Local Localist wrote:I don't really know how to expand upon this question. We often hear people calling such and such 'evil' or implying that a policy or position is for the moral good - or, conversely, that it is immoral, but in the post-enlightenment, post-modern West, where exactly are people drawing that sense of morality from? Where do you personally draw your morals from, if you have any at all? I would be interested to hear everyone's responses.
I think our moral sense is a complex thing. Many things in life are not black or white and are shades of gray as they say. This requires you to understand how you relate to that fully.
People generally are products of their environment, their genes, their mother tongue, their culture, their context and their personality and their filters. How much choice goes into something in decision making is also another factor.
People adapt to their circumstances and environments. The survival instinct is there. But people also can commit suicide even when on the surface they have all their basic psychological and material needs met. They suffer from some ineffable 'void' and want to stop the pain of daily living. Maybe they choose to not struggle. A very common reason for suicide.
In the end? I think your moral sense comes from your internal value systems. And people in your society are interesting. They also project their value systems on to others and assume others think like they do. Often they don't. So there is conflict.
How does one cope with a difference in thinking?
I subscribe to the thought that the only person you really have control over is yourself. Work on your own defects and lacks and stop trying to impose or control others around you and what they do. Ultimately if you change yourself with your own efforts, you wind up changing how you relate to others around you---even the ones you don't get along with or agree with. That is how you change the world.
Also, be social and participate in society. Being passive or not doing or struggling never gets you anywhere in life.
Remember that it only takes about 40 days to 4 months to change a bad habit into a good one if you consciously seek it.
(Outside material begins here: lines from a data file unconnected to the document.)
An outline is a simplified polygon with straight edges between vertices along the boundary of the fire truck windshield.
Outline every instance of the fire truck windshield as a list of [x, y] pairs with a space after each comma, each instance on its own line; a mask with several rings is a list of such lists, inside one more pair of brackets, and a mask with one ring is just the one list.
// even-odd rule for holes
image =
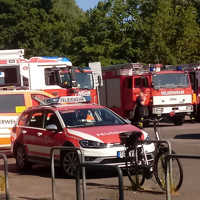
[[93, 76], [91, 72], [75, 72], [77, 86], [80, 89], [93, 89]]
[[67, 87], [71, 86], [71, 76], [69, 71], [61, 71], [59, 73], [61, 85], [65, 85]]
[[159, 88], [185, 88], [189, 85], [188, 75], [185, 73], [155, 74], [152, 77], [153, 87]]
[[[93, 89], [93, 76], [92, 73], [76, 71], [74, 78], [77, 87], [80, 89]], [[72, 87], [72, 76], [67, 70], [59, 72], [60, 83], [64, 87]]]

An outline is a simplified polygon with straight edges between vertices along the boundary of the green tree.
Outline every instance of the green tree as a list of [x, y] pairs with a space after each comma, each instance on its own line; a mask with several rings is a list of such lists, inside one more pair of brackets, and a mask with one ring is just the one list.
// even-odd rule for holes
[[195, 63], [200, 55], [200, 28], [197, 24], [197, 10], [191, 5], [176, 6], [177, 63]]
[[[34, 49], [48, 20], [43, 1], [0, 1], [0, 48]], [[48, 2], [47, 2], [48, 4]], [[47, 4], [45, 8], [47, 9]]]
[[84, 13], [74, 0], [0, 0], [0, 48], [27, 56], [68, 56]]
[[134, 12], [127, 10], [125, 1], [107, 0], [87, 11], [87, 19], [72, 43], [73, 54], [78, 52], [74, 56], [76, 63], [100, 61], [102, 65], [111, 65], [132, 62], [137, 57], [132, 40]]
[[174, 16], [171, 1], [158, 0], [156, 8], [143, 21], [146, 38], [143, 62], [173, 63], [172, 40], [174, 35]]
[[192, 4], [178, 0], [156, 0], [148, 1], [148, 6], [145, 4], [146, 1], [140, 7], [141, 35], [144, 38], [141, 60], [163, 64], [197, 60], [199, 25]]

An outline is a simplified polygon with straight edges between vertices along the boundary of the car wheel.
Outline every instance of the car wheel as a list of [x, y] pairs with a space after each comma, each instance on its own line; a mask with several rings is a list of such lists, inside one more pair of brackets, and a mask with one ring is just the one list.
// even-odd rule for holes
[[21, 145], [16, 149], [16, 165], [20, 170], [25, 170], [31, 167], [31, 163], [27, 160], [26, 151]]
[[79, 156], [76, 151], [65, 151], [62, 153], [61, 166], [66, 176], [75, 177], [79, 164]]

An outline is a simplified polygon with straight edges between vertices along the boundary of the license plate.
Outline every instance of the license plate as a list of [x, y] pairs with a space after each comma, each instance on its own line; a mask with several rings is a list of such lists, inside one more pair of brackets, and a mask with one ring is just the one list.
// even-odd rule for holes
[[[134, 157], [134, 151], [129, 151], [129, 156]], [[117, 157], [118, 158], [125, 158], [126, 157], [126, 151], [118, 151], [117, 152]]]

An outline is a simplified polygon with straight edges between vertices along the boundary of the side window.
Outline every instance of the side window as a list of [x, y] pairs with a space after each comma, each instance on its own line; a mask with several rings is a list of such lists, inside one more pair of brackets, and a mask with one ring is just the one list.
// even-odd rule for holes
[[146, 77], [142, 78], [142, 86], [147, 88], [148, 87], [148, 79]]
[[47, 112], [46, 115], [45, 115], [45, 127], [50, 125], [50, 124], [56, 125], [57, 128], [58, 128], [58, 131], [62, 130], [62, 127], [61, 127], [61, 124], [60, 124], [58, 117], [52, 111]]
[[132, 78], [128, 78], [126, 81], [127, 81], [126, 82], [127, 88], [132, 89], [133, 88]]
[[28, 78], [26, 78], [25, 76], [23, 76], [23, 86], [28, 87], [29, 86], [29, 82], [28, 82]]
[[23, 94], [1, 94], [0, 113], [21, 113], [25, 110]]
[[43, 116], [41, 111], [34, 112], [29, 119], [28, 126], [43, 128]]
[[20, 126], [25, 126], [26, 122], [28, 121], [28, 118], [29, 118], [29, 113], [22, 114], [21, 117], [20, 117], [20, 119], [19, 119], [18, 124]]
[[135, 85], [135, 88], [140, 88], [141, 87], [141, 78], [135, 78], [134, 85]]
[[56, 71], [51, 69], [45, 69], [45, 83], [46, 85], [56, 85], [58, 84]]

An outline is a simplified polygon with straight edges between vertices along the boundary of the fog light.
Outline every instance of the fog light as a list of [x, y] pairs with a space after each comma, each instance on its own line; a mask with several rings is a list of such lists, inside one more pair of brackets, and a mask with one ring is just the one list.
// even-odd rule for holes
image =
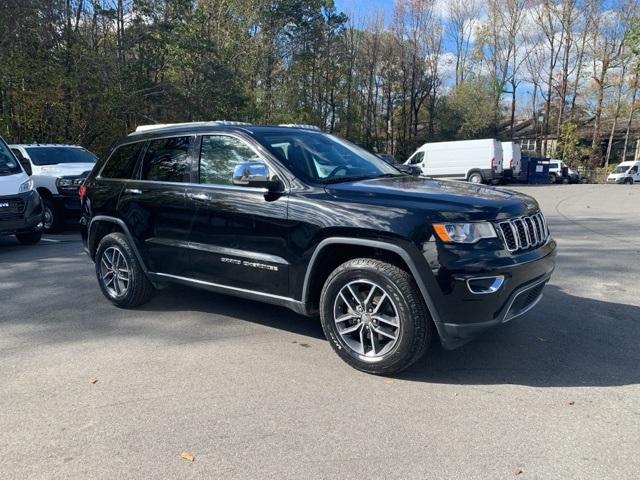
[[500, 290], [504, 283], [504, 276], [476, 277], [467, 279], [467, 288], [474, 295], [485, 295]]

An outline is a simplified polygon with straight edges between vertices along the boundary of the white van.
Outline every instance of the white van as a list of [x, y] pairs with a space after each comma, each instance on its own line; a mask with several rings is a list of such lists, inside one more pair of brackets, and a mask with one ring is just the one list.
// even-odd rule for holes
[[522, 151], [515, 142], [502, 142], [502, 165], [505, 178], [517, 178], [522, 170]]
[[640, 182], [640, 161], [622, 162], [609, 174], [607, 183]]
[[42, 202], [29, 177], [0, 138], [0, 236], [15, 235], [23, 245], [42, 236]]
[[494, 138], [425, 143], [405, 165], [417, 165], [426, 177], [495, 183], [502, 178], [502, 145]]

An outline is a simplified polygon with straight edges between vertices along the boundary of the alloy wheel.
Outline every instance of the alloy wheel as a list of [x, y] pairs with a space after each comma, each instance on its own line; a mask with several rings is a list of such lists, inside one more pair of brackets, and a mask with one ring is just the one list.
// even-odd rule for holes
[[119, 248], [109, 247], [102, 253], [100, 279], [111, 296], [122, 297], [127, 294], [131, 270]]
[[400, 317], [391, 296], [380, 285], [355, 280], [342, 287], [333, 306], [343, 343], [369, 358], [389, 353], [400, 337]]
I also think some people lack empathy. They don't have it. And they also choose not to work on it. Those people you need to avoid and leave without your energy, time or effort. They are not worth it.
A human with no sense of obligation, duty or responsibilities towards others and society is a failed member of the species. You need to let them get isolated so they are forced to self reflect. And hopefully they can do a bit of inner work.
Compassion, love, respect, kindness and acceptance of others as they are? Without wanting to judge or control them? Are probably the most noble and spiritual of human qualities. If you have them? Human beings respond like flowers opening their petals to the sun. For humans deep in their hearts and minds? Want that love and respect and acceptance from a person who is good and steadfast more than anything else on Earth.
I know I would.
BTW, Potemkin is not a narcissist at all. I would say he is one of the greatest men I have met in my entire life. And is by far the most well read, with such a sweet character. A rare one of the most wonderful kind.
He prefers to be a very private man. He is someone special. But he sees himself as ordinary and not worthy of praise.
How wrong you are about that Bellisimo.